Saint-Louis : "Vous n'avez que des compagnes violentes, ce n'est pas de chance"

À en croire Pierrick*, rencontrer des femmes violentes est la triste histoire de sa vie. Jugé pour violences sur sa compagne, le solide gaillard d'un 1,85 m pour près de 100 kg jure qu'il n'a fait que répondre aux coups de Nathalie*, 1,58 m.
Selon la victime, l'origine de la dispute vient plus tôt du fait que l'homme de 27 ans n'a pas supporté que le ménage soit mal fait et que son fils soit trop bruyant. Information importante : Pierrick s'est installé depuis une semaine chez Nathalie, qui vit elle-même chez sa mère. Bref, la gêne semble être un concept inconnu chez le prévenu.

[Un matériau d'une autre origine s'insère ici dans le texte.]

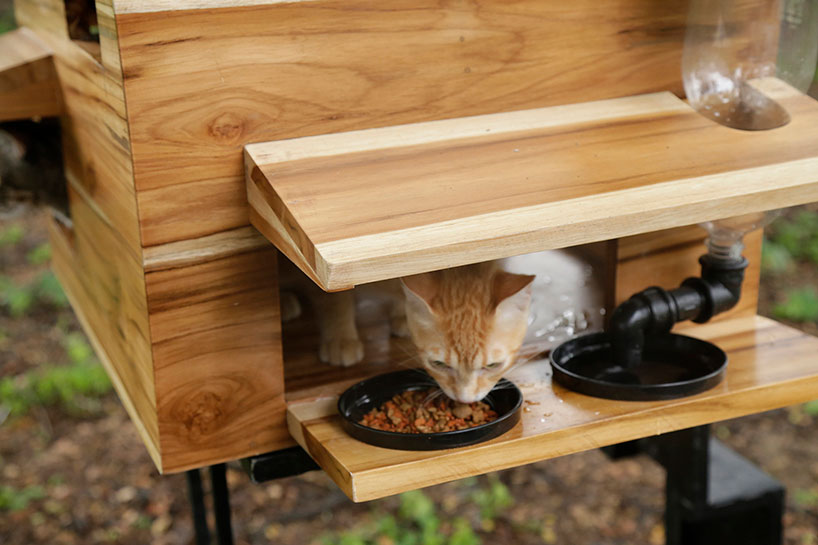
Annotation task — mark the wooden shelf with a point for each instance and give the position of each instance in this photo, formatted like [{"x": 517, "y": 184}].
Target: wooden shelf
[
  {"x": 362, "y": 206},
  {"x": 770, "y": 366}
]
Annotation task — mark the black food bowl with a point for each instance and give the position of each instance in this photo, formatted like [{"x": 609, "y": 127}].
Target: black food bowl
[
  {"x": 371, "y": 393},
  {"x": 672, "y": 366}
]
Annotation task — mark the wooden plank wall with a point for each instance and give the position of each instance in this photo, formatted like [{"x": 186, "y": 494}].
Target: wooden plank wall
[
  {"x": 202, "y": 378},
  {"x": 99, "y": 260},
  {"x": 205, "y": 77},
  {"x": 202, "y": 83},
  {"x": 28, "y": 81}
]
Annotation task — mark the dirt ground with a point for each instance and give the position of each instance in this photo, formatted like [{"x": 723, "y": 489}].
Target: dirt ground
[{"x": 93, "y": 481}]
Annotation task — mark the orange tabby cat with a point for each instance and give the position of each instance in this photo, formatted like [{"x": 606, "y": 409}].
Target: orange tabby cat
[{"x": 467, "y": 323}]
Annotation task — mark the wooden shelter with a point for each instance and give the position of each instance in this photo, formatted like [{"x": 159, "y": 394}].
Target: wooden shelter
[{"x": 374, "y": 140}]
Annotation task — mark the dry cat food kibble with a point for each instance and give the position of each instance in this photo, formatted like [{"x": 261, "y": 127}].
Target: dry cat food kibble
[{"x": 418, "y": 411}]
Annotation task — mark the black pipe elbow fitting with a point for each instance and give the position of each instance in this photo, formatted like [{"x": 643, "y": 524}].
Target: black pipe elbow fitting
[{"x": 656, "y": 310}]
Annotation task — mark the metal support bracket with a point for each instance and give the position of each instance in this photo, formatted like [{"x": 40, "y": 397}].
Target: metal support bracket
[{"x": 713, "y": 495}]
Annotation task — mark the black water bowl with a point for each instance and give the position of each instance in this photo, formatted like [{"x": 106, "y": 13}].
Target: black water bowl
[
  {"x": 360, "y": 398},
  {"x": 672, "y": 366}
]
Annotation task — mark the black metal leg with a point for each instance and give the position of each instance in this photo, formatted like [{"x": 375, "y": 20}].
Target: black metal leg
[
  {"x": 715, "y": 496},
  {"x": 196, "y": 495},
  {"x": 221, "y": 504}
]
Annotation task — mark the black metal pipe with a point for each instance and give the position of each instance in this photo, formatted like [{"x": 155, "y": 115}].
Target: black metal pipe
[
  {"x": 656, "y": 310},
  {"x": 221, "y": 504}
]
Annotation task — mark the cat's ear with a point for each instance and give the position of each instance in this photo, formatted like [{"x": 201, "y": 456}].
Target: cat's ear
[
  {"x": 422, "y": 286},
  {"x": 512, "y": 290}
]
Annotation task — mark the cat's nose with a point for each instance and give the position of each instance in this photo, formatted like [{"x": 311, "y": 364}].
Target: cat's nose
[{"x": 468, "y": 397}]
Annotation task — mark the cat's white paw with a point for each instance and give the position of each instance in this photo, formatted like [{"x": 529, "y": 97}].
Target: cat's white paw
[
  {"x": 344, "y": 352},
  {"x": 399, "y": 326},
  {"x": 290, "y": 306}
]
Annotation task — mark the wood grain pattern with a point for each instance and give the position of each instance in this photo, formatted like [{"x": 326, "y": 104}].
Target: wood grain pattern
[
  {"x": 201, "y": 250},
  {"x": 46, "y": 17},
  {"x": 216, "y": 336},
  {"x": 283, "y": 70},
  {"x": 359, "y": 216},
  {"x": 770, "y": 366},
  {"x": 28, "y": 81},
  {"x": 665, "y": 258}
]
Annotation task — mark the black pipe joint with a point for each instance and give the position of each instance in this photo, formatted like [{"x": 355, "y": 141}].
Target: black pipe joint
[
  {"x": 719, "y": 285},
  {"x": 656, "y": 310}
]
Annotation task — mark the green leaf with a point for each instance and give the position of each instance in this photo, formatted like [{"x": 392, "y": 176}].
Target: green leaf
[
  {"x": 416, "y": 506},
  {"x": 801, "y": 305},
  {"x": 775, "y": 258},
  {"x": 462, "y": 533},
  {"x": 50, "y": 291},
  {"x": 77, "y": 349}
]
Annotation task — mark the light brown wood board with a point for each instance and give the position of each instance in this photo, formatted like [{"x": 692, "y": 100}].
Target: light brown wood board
[
  {"x": 665, "y": 258},
  {"x": 216, "y": 334},
  {"x": 358, "y": 207},
  {"x": 201, "y": 83},
  {"x": 770, "y": 366},
  {"x": 190, "y": 407},
  {"x": 28, "y": 81}
]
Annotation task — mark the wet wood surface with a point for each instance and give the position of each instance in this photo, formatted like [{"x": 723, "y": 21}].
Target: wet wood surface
[{"x": 770, "y": 366}]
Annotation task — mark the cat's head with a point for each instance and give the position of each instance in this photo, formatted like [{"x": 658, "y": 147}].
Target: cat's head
[{"x": 468, "y": 324}]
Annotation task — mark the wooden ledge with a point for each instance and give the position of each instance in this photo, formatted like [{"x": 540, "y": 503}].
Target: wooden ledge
[
  {"x": 28, "y": 80},
  {"x": 770, "y": 366},
  {"x": 357, "y": 207}
]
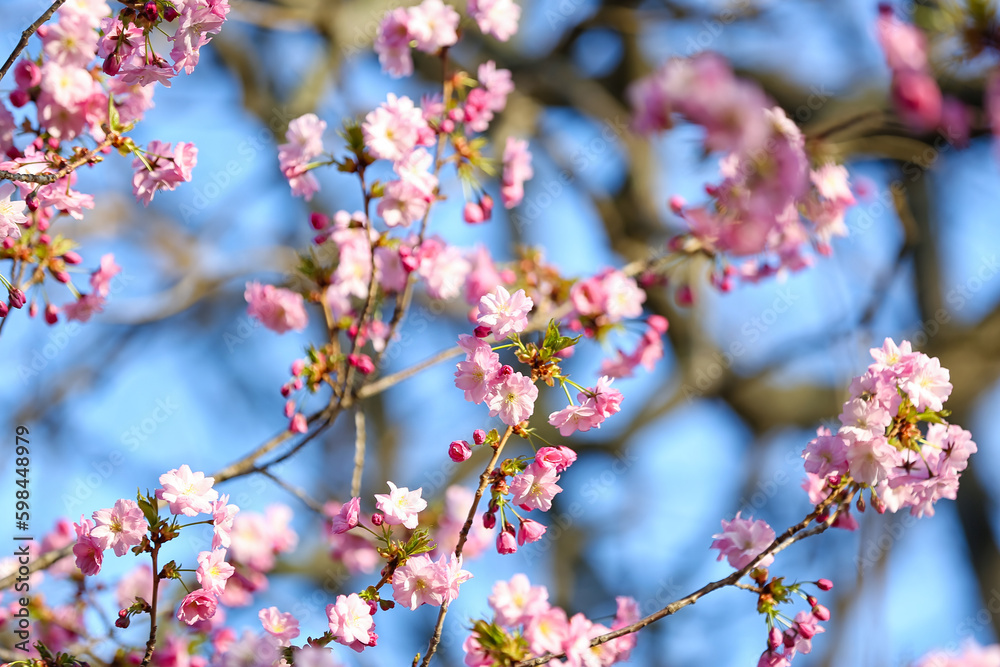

Le couple est ensemble depuis un an et Pierrick avait déjà fixé les règles : pas de maquillage et pas de sortie avec les copines. "Je n'aime pas quand elle est trop maquillée", lâche-t-il à la barre. Évidemment, le Saint-Louisien explique que c'est à chaque fois Nathalie qui le frappe et lui ne fait que répondre. En plus, elle et sa mère "mentent souvent." Comme pour expliquer la trace de morsure au bras gauche par exemple.
Pas un homme violent, juste un caliméro
"Si je me laisse faire, elle en profite", se lamente-t-il à la barre. Un scénario qu'il raconte déjà lors de sa première condamnation pour violences conjugales sur une autre femme. "Vous n'avez que des compagnes violentes, c'est pas de chance", tance le juge. Pourtant, Pierrick va acquiescer et même expliquer que s'il n'a pas reconnu ses deux enfants, "c'est parce que les mères ne le veulent pas."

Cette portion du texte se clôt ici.